Friday, January 7, 2011

notes: the hite report


rejecting the very idea of penetration as the sole definition of “real sex,” shere hite’s The Hite Report on Female Sexuality (1976) sought to understand how individuals regard sexual experience and the meaning it holds for them, using the clitoris as her critical lens. “its not specifically just orgasms we are talking about here,” she wrote, “we are talking about a complete redefinition, or un-definition, of what sex is.”
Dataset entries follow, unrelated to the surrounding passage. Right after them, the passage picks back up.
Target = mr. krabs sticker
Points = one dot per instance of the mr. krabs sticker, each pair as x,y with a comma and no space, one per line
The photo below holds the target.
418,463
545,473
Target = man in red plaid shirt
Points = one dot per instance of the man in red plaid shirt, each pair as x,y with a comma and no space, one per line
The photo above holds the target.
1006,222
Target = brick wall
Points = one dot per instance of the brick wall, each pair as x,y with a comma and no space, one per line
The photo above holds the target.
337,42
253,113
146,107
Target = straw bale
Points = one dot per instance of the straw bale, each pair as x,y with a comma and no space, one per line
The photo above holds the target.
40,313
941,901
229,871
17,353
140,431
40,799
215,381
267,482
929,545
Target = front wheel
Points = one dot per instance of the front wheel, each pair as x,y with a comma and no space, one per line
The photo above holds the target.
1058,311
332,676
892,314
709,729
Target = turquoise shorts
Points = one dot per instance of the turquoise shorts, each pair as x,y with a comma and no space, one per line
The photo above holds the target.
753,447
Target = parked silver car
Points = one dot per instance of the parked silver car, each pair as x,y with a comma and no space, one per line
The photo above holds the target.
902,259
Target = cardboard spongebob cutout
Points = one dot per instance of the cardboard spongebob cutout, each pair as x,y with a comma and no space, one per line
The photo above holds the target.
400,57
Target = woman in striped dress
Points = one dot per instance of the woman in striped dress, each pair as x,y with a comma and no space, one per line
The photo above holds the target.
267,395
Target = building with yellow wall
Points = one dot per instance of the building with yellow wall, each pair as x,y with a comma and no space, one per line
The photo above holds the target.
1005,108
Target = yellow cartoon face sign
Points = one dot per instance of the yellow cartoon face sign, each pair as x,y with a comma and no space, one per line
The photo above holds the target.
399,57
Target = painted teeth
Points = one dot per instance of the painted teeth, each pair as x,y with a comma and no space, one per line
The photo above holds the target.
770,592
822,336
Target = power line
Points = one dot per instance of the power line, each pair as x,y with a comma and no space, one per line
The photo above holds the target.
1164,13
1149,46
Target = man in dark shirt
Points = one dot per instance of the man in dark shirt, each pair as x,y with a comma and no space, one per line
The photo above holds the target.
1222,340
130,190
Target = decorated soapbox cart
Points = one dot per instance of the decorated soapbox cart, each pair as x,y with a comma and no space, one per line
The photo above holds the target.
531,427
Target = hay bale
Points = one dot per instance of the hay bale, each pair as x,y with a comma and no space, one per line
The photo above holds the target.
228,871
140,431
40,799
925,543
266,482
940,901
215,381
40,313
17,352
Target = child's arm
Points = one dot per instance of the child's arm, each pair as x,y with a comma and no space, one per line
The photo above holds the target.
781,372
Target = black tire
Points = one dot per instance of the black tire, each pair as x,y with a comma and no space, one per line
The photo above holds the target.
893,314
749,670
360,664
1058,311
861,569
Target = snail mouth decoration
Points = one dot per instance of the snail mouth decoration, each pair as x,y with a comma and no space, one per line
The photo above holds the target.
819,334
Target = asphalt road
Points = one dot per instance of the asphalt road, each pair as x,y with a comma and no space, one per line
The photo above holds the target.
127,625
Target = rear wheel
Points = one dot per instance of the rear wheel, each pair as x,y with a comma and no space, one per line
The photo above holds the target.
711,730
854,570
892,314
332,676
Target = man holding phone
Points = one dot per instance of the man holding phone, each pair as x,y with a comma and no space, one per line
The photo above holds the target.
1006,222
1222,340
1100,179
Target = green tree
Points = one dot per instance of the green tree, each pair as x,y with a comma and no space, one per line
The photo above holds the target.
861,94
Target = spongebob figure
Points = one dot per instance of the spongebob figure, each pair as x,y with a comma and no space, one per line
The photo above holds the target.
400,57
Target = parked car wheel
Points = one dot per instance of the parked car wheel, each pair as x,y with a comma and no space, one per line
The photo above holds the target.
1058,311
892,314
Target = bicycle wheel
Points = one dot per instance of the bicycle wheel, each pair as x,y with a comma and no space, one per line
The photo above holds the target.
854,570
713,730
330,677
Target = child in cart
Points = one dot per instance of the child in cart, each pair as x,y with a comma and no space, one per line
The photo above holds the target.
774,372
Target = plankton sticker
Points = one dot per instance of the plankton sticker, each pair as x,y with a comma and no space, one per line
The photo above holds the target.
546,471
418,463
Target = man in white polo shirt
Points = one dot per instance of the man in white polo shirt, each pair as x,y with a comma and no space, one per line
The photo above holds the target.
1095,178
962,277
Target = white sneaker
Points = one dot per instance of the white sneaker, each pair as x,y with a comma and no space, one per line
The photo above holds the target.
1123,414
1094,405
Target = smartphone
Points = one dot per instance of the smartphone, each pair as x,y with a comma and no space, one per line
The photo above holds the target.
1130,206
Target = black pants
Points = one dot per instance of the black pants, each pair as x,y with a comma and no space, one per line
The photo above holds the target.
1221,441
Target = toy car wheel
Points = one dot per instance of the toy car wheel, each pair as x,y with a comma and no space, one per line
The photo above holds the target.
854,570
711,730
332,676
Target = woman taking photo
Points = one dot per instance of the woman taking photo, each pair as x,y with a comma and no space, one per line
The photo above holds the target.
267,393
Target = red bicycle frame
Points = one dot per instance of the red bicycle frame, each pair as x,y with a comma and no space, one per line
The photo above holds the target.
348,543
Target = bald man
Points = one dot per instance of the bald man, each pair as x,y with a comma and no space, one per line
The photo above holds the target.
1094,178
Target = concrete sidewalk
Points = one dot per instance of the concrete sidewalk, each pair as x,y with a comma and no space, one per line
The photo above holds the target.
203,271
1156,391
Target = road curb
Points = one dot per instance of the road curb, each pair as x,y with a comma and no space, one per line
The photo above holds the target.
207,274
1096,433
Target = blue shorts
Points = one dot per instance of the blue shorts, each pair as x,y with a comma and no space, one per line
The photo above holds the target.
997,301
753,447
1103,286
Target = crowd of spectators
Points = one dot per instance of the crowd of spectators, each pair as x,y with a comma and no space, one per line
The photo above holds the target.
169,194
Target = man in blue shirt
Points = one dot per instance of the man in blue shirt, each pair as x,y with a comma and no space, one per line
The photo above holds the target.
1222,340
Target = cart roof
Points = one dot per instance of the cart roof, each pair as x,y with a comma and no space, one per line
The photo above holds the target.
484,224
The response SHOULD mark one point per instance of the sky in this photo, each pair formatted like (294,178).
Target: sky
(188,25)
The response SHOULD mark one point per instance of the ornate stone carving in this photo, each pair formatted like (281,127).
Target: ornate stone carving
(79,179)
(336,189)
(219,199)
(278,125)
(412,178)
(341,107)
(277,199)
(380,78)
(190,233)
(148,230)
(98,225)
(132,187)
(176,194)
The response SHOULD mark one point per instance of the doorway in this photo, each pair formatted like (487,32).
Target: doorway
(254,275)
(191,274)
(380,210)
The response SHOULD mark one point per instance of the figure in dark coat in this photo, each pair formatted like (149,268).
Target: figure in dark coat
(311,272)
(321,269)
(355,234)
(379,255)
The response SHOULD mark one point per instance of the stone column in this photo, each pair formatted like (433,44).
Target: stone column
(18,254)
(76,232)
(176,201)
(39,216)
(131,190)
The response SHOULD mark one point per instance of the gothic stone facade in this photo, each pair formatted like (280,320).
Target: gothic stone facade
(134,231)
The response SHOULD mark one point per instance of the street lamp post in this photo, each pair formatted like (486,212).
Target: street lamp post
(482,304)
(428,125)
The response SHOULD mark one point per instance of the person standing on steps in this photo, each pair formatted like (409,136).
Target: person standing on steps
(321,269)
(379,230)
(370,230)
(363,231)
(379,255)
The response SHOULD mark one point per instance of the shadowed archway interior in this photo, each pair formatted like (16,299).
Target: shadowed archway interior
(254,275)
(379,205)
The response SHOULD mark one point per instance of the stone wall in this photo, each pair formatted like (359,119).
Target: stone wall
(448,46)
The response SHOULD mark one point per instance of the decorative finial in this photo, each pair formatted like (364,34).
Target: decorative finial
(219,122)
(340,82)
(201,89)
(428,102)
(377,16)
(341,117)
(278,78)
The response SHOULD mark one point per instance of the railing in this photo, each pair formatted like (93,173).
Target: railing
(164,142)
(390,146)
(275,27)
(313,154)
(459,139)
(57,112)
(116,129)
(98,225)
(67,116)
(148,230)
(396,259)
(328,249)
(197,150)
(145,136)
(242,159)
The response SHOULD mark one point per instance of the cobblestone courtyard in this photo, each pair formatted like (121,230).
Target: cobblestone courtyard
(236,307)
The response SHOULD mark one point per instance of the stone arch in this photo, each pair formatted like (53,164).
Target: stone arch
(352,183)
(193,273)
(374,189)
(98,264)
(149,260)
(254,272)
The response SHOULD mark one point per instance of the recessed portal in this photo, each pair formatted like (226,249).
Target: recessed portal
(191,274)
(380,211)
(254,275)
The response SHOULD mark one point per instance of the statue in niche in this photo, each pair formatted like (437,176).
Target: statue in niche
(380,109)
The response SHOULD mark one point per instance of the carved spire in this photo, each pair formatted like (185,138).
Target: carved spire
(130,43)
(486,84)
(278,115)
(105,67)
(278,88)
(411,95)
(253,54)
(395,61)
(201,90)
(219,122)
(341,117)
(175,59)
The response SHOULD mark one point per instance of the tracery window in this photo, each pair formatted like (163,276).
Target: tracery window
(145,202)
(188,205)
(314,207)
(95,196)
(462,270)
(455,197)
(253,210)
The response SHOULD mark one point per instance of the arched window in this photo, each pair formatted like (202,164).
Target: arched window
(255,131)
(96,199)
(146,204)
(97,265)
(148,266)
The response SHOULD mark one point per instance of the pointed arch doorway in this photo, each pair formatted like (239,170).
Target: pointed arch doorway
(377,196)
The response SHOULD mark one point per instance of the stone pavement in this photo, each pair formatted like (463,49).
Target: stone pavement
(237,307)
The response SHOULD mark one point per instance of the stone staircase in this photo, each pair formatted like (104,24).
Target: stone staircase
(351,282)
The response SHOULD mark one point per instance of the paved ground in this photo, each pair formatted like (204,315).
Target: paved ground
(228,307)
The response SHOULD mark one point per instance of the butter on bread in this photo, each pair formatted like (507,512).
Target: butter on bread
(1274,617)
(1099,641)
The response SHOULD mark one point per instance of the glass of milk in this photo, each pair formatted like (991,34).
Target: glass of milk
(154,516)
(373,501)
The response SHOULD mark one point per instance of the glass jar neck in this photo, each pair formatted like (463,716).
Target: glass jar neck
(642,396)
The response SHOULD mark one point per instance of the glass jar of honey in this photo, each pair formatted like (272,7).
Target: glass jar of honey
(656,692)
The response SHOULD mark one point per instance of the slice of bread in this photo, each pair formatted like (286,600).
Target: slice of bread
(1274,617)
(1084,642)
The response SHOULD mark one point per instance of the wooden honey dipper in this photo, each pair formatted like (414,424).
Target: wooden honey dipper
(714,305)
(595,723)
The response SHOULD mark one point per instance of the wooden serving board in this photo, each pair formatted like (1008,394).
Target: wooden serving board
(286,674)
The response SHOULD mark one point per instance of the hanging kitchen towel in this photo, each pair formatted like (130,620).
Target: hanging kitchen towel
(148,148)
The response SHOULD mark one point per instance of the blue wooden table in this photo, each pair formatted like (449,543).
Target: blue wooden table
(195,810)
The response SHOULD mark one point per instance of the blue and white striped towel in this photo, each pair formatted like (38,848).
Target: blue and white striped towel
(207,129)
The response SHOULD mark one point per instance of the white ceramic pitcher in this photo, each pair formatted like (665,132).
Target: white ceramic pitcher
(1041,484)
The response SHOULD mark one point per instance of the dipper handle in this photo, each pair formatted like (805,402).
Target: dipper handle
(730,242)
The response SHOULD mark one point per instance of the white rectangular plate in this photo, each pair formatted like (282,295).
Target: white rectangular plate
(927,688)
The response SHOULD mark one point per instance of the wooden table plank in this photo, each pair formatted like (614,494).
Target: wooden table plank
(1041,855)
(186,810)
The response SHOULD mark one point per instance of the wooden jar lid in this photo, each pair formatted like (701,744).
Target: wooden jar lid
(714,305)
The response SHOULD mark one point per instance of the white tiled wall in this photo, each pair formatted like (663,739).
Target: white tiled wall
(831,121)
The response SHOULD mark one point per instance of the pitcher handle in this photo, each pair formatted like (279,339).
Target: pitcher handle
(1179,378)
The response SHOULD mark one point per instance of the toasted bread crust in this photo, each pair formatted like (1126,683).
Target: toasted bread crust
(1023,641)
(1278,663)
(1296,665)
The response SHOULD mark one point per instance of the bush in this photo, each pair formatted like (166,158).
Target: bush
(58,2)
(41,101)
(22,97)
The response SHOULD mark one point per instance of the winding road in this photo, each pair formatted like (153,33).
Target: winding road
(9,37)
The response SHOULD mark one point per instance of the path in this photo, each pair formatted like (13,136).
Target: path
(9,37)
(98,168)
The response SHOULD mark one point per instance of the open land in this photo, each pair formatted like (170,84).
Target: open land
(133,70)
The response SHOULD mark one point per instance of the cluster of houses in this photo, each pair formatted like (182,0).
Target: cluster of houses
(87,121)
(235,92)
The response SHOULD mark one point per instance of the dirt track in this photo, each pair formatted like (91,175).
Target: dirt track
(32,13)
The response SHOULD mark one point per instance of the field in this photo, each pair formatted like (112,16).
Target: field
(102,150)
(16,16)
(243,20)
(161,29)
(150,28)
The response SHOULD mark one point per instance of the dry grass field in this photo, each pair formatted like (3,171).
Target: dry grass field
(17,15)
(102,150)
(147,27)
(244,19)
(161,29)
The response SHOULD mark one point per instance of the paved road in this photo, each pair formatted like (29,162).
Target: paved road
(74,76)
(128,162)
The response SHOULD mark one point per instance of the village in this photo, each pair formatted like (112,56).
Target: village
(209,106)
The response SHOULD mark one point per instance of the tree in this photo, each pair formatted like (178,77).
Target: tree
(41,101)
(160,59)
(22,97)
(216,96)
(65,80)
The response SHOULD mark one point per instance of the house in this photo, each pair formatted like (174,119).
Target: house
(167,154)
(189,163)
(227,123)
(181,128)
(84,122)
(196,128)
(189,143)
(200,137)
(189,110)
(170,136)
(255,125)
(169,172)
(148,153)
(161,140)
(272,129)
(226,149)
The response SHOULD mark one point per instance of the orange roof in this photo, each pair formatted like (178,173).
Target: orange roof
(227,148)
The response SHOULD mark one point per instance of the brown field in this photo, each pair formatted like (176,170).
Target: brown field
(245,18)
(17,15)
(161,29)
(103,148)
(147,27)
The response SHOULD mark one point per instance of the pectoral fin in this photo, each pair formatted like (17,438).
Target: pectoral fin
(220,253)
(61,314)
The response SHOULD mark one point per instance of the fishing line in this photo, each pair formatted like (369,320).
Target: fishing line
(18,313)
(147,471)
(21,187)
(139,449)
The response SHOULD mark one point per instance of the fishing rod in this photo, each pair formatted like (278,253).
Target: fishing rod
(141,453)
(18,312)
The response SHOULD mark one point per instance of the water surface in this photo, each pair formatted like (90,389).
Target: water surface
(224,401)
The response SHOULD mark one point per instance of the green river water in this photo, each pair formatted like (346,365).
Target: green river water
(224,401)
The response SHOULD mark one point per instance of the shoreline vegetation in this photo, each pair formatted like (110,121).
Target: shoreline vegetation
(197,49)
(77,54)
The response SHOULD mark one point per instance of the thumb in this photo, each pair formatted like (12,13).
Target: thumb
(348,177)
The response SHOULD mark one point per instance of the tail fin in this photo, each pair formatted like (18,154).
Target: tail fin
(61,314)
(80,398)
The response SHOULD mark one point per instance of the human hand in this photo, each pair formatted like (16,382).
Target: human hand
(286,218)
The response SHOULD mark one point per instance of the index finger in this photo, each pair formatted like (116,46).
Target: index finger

collected from long essay-style questionnaires, the hite report uses the personal stories of women themselves as the main text. its very success lies in this glut of personal accounts.to know that women are sexually frustrated is one thing, but to read page after page of “long foreplay makes me uncomfortable because i worry that i ’m putting my man through too much work, when i know that he could come so much sooner if he let himself" is quite another. in response to the question, how have most men had sex with you?:

“Most of them start kissing, petting, really getting off on the breasts—then the fingers in the vagina a bit, love talk, when we’re ready, cunnilingus and fellatio simultaneously, then I get on top, then he does. This is fairly standard with a lot of guys.”

“I hate the usual pattern—kiss—feel—eat—fuck, simply because it’s usual. I like people to talk to me and moan a lot. I like when people are expressive and creative with me.”

“Foreplay with constant pressure to have intercourse.”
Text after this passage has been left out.